Create Supportive Communities

When I mentored at a NodeGirls in 2017 I was blown away by how inclusive and supportive the community was.  There was a very different feel to this event compared to other tech events, and I liked it.  The organisers of NodeGirls (now Muses Code Js) are very deliberate in their actions to create a safe and supportive community, and they strive to create enduring connections between participants.  This allows the participants to keep each other motivated and supported on their journey into JavaScript (and Tech in general).  

Vanessa Love is a great advocate for creating powerful communities and connections.  She is always on the look-out for new women to connect with, and this year she launched her product Emvious which is a secure community for women in STEM.  

Measurement of Community Diversity

Larene Le Gassick, co-organiser of CTO school and women who code, is a fan of data-driven decision making and she has been capturing diversity metrics on the number of male and female presenters at technology-focussed meetups.  By measuring these sorts of statistics it gives the community something to work towards, and earlier this year Larene put the challenge to the community to reach a 50/50 split for presenters by Ada Lovelace Day 2019.

What can you do in your company or community to ensure that minority groups are well represented public forums?

Mentoring

The technology community is large and can be overwhelming for any new member.  This is doubly hard when you’re a minority in the community.  I mentioned above the importance of raising visibility of women in the tech industry, but for first-time speakers it’s a daunting experience.

Recently Vanessa Love put together a workshop for Women Who Code for first-time speakers Speaker Training for the Intimidated.  She shared numerous valuable practical tips, paired up experienced presenters with first-timers and helped them find speaking opportunities where they could take a less-scary step onto the stage.

What can you or your company do to mentor and support your up-and-coming tech women?
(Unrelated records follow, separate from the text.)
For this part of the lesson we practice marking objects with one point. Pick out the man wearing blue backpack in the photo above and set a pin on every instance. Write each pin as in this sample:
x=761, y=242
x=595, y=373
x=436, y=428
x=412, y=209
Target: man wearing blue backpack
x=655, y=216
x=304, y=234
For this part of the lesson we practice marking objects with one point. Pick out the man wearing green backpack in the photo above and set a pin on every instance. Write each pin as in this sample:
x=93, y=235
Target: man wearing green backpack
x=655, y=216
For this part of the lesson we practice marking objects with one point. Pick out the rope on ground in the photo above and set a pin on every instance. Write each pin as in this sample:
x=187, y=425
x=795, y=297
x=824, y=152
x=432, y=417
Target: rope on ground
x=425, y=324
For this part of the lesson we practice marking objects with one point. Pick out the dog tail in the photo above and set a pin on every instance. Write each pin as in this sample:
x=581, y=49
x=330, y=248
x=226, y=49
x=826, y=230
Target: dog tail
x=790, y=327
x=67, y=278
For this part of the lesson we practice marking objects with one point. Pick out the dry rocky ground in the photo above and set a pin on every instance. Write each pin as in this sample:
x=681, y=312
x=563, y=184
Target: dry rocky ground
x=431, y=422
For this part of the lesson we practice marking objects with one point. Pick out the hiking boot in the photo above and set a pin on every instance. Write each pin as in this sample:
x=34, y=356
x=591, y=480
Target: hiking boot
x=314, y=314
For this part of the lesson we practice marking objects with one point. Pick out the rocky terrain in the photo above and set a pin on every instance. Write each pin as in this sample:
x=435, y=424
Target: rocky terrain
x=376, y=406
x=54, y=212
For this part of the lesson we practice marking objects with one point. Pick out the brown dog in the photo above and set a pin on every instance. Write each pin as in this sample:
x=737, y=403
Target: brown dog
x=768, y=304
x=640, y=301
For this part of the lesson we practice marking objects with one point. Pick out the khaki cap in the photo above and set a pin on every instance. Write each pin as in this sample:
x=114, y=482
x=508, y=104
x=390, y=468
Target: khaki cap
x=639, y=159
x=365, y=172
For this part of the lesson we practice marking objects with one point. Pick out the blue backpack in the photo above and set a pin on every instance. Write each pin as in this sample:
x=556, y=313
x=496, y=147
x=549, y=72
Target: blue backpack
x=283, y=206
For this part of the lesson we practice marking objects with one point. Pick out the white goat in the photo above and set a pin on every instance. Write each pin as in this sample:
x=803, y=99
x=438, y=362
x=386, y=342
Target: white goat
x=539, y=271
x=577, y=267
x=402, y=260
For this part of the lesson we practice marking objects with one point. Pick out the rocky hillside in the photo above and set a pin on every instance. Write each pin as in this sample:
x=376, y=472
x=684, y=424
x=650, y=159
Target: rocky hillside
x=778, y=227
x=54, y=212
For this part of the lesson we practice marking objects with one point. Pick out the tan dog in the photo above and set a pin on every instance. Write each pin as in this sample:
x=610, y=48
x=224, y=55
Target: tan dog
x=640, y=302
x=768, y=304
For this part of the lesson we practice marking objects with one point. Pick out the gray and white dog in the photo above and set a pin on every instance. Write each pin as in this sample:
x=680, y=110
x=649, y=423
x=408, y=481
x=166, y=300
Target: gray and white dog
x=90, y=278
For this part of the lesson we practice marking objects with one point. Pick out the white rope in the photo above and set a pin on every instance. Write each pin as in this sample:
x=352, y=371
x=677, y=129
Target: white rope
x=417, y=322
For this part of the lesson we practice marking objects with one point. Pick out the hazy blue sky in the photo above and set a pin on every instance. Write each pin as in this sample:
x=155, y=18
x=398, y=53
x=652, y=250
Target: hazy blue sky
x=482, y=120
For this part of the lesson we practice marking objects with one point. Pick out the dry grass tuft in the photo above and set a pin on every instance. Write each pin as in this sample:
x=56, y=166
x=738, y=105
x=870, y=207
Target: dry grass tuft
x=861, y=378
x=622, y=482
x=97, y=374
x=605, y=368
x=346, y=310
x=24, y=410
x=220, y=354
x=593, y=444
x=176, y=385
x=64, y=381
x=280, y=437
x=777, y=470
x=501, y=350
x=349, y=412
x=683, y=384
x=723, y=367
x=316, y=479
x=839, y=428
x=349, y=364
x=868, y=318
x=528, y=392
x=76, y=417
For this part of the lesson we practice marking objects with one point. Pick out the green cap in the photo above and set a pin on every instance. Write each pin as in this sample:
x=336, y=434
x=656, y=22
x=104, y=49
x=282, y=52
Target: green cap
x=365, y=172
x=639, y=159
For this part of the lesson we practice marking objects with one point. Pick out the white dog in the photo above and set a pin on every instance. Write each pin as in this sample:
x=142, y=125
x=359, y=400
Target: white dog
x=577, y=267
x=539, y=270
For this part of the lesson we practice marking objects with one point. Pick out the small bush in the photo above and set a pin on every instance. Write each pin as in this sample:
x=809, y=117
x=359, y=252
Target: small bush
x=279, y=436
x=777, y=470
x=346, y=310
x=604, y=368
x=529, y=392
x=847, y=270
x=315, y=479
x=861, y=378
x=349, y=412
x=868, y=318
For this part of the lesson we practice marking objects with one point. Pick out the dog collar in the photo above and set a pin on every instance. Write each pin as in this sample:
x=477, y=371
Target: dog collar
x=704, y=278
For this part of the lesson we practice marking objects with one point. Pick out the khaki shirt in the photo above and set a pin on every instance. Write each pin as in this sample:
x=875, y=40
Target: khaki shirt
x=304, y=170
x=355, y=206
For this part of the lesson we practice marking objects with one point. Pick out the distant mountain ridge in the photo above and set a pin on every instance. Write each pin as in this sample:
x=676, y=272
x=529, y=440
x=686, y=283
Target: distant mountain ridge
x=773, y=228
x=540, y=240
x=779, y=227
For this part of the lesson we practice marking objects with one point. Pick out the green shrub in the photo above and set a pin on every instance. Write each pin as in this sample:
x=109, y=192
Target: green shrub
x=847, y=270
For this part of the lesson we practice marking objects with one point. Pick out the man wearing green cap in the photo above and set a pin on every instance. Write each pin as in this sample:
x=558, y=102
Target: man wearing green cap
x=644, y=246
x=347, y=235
Options for Continuity of Work

There are numerous published reports that show a huge departure of women from STEM careers in their mid to late thirties.  One report I read attributed this to changes in life priorities around starting families.  However, Sarah Taraporewalla from Thoughtworks recently shared her story of returning to a technical career after parental leave.  In her case she didn’t want to give up on her technical career and she worked with her employer to ensure that there was a flexible path to enable to her return to work.  

If you’re an employer, make it easy for women to return to the workplace following parental leave and equally importantly, ensure that employees are aware of this possibility early in their careers. 

Something else I took away from Sarah’s talk is that it can make all the difference how your team treats you as a part-time or remote worker.  Sarah related a story of how she found it challenging to re-integrate with her team on certain projects when she wasn’t there certain days.  Her insight was that you need to find a way that works with your team to keep up to date with the daily activities, even when you’re not there.  For her, keeping an eye on Slack even on her home-days helped.

If you’re a colleague of a part-time worker, try to be mindful of the challenges they’re facing and put in the effort to make them feel welcome and included in the team regardless of the hours they’re in the office.

Sponsorship

To young women (and men for that matter) entering the tech industry, it can be a daunting place.  Look for opportunities to not only connect these people with mentors in the industry but also look for ways to introduce them to a broad range of experiences and possibilities in a technology career.  One example is by being available to attend events like conferences, meetups and hackathons with new members of the community to make the experience less daunting and valuable.

This is a great one that anyone can do – you don’t need to be a manager or an employer to make a young person comfortable at a meetup.

What can you do to help make our tech family more supportive and inclusive?